Performance enhancement of CIGS-based solar cells by incorporating an ultrathin BaSi2 BSF layer

Conventional copper indium gallium diselenide (CIGS)-based solar cells offer higher efficiency than other second-generation technologies such as hydrogenated amorphous silicon (a-Si:H)- or cadmium telluride (CdTe)-based solar cells, but higher manufacturing cost due to the use of the rare metals indium and gallium. The purpose of the work presented herein is to improve the efficiency of such devices by using cheaper materials. Accordingly, a back-surface field layer made of low-cost and widely available barium silicide (BaSi2) with a thickness of 0.3 µm is introduced for the first time into the basic CIGS solar cell structure consisting of Al/ZnO/CdS/CIGS/Mo, resulting in the alternative structure of Al/FTO/CdS/CIGS/BaSi2/Mo, with fluorine-doped tin oxide (FTO) as the window layer.
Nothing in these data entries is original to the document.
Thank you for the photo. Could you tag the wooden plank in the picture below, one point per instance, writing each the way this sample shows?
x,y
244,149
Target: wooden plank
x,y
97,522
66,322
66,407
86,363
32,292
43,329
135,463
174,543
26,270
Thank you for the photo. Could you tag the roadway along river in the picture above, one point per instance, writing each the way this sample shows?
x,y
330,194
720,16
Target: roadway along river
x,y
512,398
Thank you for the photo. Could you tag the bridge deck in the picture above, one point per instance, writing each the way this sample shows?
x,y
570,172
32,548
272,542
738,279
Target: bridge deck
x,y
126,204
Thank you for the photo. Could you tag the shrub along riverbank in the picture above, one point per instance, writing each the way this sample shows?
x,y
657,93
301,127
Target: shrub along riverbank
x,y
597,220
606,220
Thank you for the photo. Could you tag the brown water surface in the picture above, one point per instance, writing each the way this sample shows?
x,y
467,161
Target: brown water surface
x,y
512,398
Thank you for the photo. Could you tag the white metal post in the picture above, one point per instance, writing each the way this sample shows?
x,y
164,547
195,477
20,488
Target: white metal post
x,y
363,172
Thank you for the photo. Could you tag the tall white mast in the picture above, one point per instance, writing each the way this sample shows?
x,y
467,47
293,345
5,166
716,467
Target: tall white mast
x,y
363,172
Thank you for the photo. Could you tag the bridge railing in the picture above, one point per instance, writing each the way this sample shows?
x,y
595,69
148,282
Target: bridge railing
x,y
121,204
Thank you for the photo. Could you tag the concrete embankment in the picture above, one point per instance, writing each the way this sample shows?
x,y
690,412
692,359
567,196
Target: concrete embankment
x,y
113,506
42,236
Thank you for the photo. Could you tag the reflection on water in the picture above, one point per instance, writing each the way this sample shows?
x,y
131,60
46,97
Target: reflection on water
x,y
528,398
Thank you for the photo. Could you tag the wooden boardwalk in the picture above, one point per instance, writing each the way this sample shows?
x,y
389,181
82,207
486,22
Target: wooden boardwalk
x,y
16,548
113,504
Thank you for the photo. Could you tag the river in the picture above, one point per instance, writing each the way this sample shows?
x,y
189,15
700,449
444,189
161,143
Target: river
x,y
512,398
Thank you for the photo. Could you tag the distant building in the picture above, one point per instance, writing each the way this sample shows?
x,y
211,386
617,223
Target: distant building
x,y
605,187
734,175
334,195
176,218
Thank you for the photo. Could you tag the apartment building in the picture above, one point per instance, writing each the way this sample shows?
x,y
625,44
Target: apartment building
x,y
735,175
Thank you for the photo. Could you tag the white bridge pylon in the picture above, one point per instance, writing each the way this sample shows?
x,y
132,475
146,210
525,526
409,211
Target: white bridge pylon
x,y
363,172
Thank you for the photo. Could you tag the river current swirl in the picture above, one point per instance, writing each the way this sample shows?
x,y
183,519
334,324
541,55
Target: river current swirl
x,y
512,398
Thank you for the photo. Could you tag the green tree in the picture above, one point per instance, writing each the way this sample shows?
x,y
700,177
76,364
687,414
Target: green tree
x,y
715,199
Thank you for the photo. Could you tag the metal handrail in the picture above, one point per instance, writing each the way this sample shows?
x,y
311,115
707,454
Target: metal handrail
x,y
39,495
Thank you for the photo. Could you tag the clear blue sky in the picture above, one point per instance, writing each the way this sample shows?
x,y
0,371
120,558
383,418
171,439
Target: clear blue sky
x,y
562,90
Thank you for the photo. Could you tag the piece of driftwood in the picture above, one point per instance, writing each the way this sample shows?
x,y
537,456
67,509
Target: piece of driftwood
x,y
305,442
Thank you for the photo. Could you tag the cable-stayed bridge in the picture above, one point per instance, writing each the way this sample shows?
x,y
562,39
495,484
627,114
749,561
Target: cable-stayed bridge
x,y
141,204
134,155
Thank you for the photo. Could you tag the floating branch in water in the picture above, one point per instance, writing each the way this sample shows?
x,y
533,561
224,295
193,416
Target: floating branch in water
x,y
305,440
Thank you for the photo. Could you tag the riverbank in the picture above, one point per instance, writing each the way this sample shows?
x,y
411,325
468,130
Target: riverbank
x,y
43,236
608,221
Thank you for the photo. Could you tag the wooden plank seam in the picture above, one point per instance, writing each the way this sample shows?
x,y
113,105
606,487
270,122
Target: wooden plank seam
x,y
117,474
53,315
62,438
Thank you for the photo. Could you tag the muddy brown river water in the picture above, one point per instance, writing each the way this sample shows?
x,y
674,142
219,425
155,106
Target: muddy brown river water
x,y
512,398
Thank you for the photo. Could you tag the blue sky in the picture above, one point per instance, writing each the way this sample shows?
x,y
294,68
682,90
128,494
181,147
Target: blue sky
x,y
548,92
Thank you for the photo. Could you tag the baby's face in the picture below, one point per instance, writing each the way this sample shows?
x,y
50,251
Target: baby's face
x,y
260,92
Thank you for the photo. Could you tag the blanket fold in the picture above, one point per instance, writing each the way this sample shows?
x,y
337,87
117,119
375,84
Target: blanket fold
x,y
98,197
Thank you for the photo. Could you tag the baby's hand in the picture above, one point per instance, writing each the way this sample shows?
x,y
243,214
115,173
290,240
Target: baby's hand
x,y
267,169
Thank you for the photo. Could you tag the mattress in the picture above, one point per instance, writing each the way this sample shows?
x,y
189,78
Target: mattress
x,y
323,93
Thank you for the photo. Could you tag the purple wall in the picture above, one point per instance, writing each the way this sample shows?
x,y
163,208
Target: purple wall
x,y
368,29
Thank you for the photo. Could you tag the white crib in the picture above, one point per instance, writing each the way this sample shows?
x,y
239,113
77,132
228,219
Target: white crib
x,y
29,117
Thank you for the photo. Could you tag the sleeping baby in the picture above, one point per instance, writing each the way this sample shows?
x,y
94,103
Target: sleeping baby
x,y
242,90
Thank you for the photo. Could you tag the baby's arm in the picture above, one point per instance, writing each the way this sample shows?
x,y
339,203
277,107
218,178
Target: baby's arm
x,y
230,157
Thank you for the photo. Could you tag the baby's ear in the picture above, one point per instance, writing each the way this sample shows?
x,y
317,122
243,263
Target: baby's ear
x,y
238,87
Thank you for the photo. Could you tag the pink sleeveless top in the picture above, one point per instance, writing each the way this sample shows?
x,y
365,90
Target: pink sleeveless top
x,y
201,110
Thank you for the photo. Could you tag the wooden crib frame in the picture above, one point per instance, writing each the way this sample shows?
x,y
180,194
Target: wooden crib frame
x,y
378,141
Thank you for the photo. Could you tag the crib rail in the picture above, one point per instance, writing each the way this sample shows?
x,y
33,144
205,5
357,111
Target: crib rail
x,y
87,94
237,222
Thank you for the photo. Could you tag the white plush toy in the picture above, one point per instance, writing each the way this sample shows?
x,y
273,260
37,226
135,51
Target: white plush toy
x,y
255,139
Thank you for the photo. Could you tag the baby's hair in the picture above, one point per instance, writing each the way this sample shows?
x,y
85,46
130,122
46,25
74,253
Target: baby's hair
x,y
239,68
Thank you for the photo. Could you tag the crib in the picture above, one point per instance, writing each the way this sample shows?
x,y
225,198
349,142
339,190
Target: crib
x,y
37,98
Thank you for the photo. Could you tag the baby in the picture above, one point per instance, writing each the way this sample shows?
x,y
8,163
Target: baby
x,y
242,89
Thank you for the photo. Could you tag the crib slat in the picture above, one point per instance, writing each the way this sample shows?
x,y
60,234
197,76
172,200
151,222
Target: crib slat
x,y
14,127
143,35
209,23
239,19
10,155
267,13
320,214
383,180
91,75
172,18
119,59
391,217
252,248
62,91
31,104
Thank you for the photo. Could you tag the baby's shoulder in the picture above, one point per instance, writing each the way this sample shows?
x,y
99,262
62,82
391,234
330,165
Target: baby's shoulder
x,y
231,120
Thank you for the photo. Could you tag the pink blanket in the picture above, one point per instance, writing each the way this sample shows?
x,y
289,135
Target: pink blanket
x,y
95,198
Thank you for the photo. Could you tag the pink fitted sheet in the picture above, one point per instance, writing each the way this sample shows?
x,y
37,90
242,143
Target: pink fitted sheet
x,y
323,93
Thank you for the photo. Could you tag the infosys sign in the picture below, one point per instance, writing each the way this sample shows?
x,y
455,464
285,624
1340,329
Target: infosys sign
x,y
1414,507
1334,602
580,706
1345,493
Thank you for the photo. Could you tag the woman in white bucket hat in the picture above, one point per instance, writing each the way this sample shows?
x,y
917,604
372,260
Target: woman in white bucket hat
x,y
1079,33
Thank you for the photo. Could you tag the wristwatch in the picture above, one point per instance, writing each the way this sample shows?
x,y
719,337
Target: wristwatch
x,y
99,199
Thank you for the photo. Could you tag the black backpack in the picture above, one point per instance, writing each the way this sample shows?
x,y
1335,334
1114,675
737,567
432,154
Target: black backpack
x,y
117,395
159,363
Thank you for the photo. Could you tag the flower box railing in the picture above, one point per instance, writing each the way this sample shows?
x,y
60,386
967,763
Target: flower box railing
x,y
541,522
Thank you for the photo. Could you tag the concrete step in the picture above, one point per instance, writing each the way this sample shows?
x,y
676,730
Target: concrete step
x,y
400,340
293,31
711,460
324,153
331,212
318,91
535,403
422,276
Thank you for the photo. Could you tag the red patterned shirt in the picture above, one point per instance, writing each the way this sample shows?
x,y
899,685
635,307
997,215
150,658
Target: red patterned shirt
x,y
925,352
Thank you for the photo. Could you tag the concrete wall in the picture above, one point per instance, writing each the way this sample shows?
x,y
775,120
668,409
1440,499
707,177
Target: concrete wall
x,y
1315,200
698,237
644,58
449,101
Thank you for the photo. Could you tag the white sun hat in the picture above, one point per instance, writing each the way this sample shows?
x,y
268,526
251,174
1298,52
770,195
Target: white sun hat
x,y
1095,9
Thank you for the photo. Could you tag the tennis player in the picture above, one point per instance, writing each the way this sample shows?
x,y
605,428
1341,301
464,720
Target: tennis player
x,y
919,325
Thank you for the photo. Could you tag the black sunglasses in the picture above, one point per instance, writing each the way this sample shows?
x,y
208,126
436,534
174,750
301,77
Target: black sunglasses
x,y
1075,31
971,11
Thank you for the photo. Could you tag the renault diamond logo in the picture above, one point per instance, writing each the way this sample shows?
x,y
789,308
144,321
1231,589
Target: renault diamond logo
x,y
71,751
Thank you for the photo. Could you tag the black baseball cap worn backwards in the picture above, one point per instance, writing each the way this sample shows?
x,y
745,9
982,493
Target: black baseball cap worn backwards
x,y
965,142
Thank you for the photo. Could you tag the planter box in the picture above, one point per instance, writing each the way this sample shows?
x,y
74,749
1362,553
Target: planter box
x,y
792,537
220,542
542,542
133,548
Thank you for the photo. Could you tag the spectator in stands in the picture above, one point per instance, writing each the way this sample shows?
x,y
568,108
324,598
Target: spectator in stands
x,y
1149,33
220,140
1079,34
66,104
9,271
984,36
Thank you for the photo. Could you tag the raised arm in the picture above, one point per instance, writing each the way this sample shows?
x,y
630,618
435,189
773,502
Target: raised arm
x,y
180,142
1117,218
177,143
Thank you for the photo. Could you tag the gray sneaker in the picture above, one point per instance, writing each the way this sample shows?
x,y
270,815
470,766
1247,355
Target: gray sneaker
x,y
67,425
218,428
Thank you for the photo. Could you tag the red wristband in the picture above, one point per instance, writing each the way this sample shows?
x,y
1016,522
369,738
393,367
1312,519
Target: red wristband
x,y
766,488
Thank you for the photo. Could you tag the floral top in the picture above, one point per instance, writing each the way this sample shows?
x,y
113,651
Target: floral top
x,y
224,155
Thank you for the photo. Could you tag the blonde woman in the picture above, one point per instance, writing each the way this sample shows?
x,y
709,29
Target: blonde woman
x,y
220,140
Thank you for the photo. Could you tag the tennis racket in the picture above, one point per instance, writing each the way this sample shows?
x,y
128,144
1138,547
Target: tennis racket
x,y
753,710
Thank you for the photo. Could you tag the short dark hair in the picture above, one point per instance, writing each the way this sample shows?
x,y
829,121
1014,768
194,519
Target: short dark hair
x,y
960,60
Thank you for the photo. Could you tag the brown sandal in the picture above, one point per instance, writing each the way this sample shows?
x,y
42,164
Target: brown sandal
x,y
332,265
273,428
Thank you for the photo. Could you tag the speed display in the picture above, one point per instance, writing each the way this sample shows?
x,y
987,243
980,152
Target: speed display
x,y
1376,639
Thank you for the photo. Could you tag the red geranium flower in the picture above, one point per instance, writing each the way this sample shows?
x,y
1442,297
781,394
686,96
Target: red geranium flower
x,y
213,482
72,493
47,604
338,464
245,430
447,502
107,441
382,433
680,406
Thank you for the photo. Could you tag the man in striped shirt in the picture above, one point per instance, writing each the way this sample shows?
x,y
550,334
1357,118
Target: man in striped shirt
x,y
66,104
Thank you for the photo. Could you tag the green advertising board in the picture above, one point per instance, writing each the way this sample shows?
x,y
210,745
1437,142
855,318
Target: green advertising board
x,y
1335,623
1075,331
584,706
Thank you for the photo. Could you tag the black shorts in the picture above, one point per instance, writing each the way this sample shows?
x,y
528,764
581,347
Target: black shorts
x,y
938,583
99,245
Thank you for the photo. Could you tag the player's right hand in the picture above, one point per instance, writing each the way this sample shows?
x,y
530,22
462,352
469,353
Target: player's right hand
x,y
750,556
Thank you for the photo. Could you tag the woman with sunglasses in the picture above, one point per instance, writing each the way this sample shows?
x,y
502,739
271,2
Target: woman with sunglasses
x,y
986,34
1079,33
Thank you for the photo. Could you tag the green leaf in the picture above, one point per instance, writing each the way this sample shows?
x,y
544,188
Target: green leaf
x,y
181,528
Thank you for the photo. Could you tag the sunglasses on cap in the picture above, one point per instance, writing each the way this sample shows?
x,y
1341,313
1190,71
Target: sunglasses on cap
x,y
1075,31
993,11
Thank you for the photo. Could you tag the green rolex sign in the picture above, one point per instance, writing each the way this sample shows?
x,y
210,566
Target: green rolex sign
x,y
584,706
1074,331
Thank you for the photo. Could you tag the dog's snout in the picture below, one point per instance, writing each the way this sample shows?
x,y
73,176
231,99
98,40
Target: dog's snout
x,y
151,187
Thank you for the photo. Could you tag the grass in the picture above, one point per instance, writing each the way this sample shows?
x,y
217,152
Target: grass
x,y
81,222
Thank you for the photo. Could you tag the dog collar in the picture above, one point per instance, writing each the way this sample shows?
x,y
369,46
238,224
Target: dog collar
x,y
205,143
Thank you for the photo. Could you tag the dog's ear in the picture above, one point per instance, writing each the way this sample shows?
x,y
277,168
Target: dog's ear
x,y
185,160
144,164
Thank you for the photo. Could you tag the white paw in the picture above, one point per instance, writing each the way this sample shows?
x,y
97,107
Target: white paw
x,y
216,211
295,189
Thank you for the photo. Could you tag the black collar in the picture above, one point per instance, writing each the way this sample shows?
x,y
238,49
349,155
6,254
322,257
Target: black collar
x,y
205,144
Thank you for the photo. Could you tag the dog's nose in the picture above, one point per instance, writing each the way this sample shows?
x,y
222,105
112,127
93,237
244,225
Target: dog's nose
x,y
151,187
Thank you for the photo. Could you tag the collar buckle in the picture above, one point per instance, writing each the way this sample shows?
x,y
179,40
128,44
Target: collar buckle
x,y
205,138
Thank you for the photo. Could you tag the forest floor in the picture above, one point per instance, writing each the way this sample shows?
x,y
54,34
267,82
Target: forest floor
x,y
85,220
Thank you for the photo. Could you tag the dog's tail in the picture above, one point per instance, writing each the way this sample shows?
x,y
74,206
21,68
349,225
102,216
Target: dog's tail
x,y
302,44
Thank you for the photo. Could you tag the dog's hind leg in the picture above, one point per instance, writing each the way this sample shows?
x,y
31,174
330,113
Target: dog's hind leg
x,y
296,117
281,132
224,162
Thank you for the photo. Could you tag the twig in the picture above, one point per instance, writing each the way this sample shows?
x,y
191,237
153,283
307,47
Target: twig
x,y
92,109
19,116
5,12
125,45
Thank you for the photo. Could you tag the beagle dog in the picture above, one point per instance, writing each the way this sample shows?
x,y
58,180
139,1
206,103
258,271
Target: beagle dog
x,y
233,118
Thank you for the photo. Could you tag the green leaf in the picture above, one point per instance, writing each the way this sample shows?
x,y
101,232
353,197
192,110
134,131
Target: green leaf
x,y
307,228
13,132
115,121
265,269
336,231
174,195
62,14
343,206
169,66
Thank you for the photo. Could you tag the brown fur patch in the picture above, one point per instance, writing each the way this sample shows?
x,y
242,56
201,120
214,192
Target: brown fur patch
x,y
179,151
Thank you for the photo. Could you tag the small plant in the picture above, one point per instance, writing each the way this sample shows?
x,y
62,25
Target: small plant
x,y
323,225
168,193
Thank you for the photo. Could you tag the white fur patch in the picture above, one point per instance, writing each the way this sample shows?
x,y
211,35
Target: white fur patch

One-dimensional simulations of the solar cell capacitance are employed to study the photovoltaic parameters such as the power conversion efficiency, short-circuit current density, open-circuit voltage, fill factor, and quantum efficiency of the devices. The thickness of the CIGS absorber layer is varied from 0.1 to 3 µm to optimize the device. Besides, the effects of the acceptor ion and bulk defect densities in the CIGS absorber layer, cell resistances, and operating temperature on the overall performance are also investigated. The proposed structure offers an efficiency of 26.24% with a thin CIGS layer of only 0.8 µm. In addition to reduced CIGS thickness and cost, the presented approach results in CIGS solar cells with enhanced performance compared with previously reported conventional designs.